The steroid-impregnated biodegradable nasal packing group compared to the control group had a better outcome in the reduction of mucosal edema at each point of the follow-up. We also observed a lower frequency of pathological secretions (Lund–Kennedy score). Although all of the patients used a systemic antibiotic after the surgery, we did not observe any influence of it on crusting or secretion in the early post-operative follow-up. In the early post-operative period the use of a steroid was responsible for sporadic episodes of bleeding, up to 10 days, and statistically significant reduction of crust. In some cases we observed a delay in Nasopore resorption, which could probably be a reason for headache up to 30 days post operation (Figure 1, Figure 2).

Figure 2

Endoscopic follow-up resorption and healing process between groups.

The same results were obtained by other authors, and indicated the improvement in the healing process with reduction of oedema, crusting and scarring.2, 4, 6, 19 In the group of nasal packing impregnated with a topical antibiotic, in comparison to the control group, we also observed a better outcome of the healing process. Up to 30 days postoperatively we recorded decreased mucous and purulent secretion. The subjective symptoms of patients’ comfort and satisfaction were more expressed. We documented a decrease in the feeling of nose blockage, decreased facial pressure, and improved smell. Better healing after ESS when using a topical antibiotic was also observed by Snikani. The author described less crusting and incidence of bacterial infection, as well as reduction or elimination of pain when removing nonabsorbable packing.

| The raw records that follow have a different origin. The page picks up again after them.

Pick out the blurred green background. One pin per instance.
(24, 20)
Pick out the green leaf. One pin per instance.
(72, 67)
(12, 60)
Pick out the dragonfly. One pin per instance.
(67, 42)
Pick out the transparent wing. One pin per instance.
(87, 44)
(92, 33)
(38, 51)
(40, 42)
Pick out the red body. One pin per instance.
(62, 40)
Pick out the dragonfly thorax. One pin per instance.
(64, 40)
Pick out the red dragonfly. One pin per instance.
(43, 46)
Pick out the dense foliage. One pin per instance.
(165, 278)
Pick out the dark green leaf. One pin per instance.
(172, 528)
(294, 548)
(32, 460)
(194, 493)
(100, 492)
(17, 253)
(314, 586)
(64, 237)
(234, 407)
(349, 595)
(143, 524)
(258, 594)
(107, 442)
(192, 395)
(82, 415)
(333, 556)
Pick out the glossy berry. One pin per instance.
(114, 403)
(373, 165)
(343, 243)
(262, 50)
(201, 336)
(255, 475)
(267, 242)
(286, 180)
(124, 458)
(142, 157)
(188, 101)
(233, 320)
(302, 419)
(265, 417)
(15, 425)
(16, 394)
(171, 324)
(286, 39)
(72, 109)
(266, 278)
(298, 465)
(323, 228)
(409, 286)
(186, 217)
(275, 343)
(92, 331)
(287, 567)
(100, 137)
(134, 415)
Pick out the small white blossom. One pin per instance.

In the present study we also compared the benefits of the healing process and patient satisfaction when using steroid- or antibiotic-impregnated biodegradable nasal packing. To our knowledge this is the first comparison of two topical drugs used after ESS. We observed no statistically significant differences in each of the investigated parameters. This could probably be due to the better sensitivity of the paired statistical test used for each group in comparison to the unpaired tests used between groups. The ideal single or multiple drug regimen to achieve the best clinical results after ESS remain to be clarified. Our study demonstrated that both topical drugs have potential influence on the healing process and final clinical outcome. Future studies are needed to determine the ideal dosing of a single drug, or mixture of drugs, to achieve the best clinical results after ESS.

Conclusions

The results of this study reveal a significant improvement of steroid and antibiotic impregnated biodegradable nasal packing influence on the postoperative healing process compared to saline soaked dressing. However, antibiotic-impregnated packing demonstrated better advantage over the steroid dressing with regard to patient comfort and satisfaction. Future investigations should be focused on the combination of both active drugs administered simultaneously in the ethmoid spaces.

Conflicts of interest

The authors declare no conflicts of interest.